Published By: Central Avenue
Released On: 05/04/2022
The third book in the darkly romantic Gentleman Spy Mysteries.
Eliza Broad has overcome trauma and loss to become the confident woman and spy she is today, much in thanks to the care and attention of Sir Henry March, spy to the Crown. Fellow spy and good friend to Sir Henry, Allen Strathem has loved Eliza from the moment he first set eyes on her. But out of respect, he never told her and left England for a mission on the Crimea with his secret buried deeply. But the memory of Eliza kept him sane during the relentless horrors of his captivity.
When he returns, Eliza is tasked with helping Allen recover, and she dedicates herself to restoring the sparkle in his eyes and banishing the specters of his Russian captivity.
As Allen recuperates, and they realise danger has followed him back to England, Eliza is elated that Allen not only accepts her help, but respects her skill. Together they set a trap and defeat the man who tortured Allen, only to discover something far more dangerous afoot. With danger and intrigue around every corner, Eliza and Allen rely on and trust each other, and soon their once-buried love for each other becomes a driving force. The dangerous adventure they both share and thrive on binds them together, but will that be enough to protect them from those who wish to see them dead?
Thanks to Central Avenue for the advanced copy of this title in return for an honest review.
I was sent number 2 in this series “The Gentleman’s Daughter” before I’d read the first, “The Innkeeper’s Daughter”, so I bought that one first and then devoured both in a matter of days, so I was super keen that Bianca has continued the story in “The Memory of Her”.
This one is a bit more action-heavy right from the off. The character, story and world building have been built over the first two books, so much so that this one can get stuck in quite early on.
I found this one more…human. I felt the other two had a mystery, almost fantasy quality about them, whereas this one seems more accessible – if not completely relateable (unless you are a spy in the early 1800s).

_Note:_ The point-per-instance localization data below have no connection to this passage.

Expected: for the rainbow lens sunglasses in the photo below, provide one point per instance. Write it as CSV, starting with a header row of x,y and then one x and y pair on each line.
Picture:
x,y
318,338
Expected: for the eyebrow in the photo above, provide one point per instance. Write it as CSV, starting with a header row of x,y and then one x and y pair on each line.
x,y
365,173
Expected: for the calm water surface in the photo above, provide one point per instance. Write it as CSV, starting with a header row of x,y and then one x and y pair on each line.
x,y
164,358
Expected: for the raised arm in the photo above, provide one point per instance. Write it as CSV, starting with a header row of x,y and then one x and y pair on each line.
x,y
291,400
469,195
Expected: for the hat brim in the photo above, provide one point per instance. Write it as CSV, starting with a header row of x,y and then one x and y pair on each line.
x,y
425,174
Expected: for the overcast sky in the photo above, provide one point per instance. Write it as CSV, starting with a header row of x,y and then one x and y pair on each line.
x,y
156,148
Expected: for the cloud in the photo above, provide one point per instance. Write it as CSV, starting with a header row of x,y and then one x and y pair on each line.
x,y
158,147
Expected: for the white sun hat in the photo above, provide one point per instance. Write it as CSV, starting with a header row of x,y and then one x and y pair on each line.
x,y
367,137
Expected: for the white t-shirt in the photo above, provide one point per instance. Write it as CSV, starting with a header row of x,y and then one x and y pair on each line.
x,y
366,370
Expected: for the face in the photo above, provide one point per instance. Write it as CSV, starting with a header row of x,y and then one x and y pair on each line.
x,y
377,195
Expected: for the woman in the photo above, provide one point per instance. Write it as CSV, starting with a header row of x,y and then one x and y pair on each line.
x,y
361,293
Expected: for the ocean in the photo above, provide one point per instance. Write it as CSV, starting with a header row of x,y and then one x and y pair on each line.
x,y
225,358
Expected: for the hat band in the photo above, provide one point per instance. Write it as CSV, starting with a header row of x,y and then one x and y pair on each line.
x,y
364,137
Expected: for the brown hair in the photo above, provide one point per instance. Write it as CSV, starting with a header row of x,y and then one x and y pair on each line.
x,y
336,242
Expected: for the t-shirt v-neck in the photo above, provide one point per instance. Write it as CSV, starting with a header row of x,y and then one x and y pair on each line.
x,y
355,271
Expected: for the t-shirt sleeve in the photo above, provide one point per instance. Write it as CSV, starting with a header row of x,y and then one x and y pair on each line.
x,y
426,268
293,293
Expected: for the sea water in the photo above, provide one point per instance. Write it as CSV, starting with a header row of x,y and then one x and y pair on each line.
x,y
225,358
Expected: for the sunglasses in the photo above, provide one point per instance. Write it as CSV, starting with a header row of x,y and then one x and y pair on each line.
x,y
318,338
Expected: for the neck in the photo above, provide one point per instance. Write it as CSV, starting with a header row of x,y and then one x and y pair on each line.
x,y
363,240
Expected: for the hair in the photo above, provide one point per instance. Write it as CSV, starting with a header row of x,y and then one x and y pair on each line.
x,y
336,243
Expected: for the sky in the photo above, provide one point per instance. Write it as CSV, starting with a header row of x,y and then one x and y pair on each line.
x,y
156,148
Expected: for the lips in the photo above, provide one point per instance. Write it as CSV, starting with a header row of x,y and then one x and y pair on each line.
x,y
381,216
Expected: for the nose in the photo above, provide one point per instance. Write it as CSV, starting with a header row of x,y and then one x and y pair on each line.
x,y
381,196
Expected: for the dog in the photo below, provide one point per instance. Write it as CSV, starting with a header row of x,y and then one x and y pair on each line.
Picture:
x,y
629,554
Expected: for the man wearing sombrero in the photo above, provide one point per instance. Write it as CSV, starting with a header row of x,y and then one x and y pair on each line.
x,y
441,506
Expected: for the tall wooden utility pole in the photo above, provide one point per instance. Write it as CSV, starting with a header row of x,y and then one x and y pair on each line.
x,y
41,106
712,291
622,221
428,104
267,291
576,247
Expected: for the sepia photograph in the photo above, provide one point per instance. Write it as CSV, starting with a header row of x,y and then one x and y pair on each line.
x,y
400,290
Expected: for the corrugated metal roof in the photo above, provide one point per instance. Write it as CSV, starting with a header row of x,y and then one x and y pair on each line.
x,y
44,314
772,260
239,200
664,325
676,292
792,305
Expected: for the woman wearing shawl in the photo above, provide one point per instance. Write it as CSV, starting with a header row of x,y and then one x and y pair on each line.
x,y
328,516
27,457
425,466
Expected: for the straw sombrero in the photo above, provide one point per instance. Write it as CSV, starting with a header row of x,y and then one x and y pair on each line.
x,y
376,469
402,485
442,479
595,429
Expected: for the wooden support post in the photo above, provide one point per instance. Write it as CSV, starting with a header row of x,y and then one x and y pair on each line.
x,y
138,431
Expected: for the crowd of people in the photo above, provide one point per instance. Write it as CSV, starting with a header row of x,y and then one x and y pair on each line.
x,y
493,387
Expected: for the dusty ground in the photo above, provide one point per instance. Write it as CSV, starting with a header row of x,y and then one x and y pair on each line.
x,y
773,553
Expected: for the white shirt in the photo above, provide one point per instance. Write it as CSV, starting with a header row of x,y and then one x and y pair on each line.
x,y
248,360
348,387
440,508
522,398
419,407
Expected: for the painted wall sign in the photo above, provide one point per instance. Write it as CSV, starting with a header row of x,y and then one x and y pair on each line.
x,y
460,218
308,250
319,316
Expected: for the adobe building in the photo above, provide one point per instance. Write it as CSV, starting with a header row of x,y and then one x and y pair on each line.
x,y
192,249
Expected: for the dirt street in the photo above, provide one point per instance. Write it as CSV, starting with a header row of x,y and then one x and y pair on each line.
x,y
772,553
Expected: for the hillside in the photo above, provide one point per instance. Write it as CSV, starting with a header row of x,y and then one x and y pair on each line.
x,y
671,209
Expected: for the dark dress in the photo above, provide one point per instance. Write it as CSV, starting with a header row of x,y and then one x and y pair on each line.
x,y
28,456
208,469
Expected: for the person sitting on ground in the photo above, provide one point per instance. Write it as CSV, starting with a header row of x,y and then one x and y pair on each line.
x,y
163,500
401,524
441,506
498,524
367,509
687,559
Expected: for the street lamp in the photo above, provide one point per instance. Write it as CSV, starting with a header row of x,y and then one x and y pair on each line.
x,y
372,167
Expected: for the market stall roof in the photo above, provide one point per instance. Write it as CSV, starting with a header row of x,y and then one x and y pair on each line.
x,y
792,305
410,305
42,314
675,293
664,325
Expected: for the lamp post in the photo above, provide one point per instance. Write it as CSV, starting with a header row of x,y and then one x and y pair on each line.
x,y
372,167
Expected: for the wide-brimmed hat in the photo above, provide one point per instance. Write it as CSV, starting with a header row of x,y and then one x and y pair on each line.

What I particularly like is how the female characters are front and centre. It doesn’t shove feminism down your throat just for the sake of it; it just shows that even in the 19th Century, women were more than capable of holding their own against men, if only they’re given the chance.
I like how restrained this book is. Let me explain what I mean by that. It must be so tempting when writing a spy book – no matter the era it is set in – to throw everything and the kitchen sink at it, and make it very fantasy and make-believe. But this is concise, with only what is needed, and yet it still feels fast paced, exciting, and thrilling, but real.
I am super excited to see another in the series is due in 2023; I could read this series forever and I sincerely hope Bianca continues to write instalments for many years to come.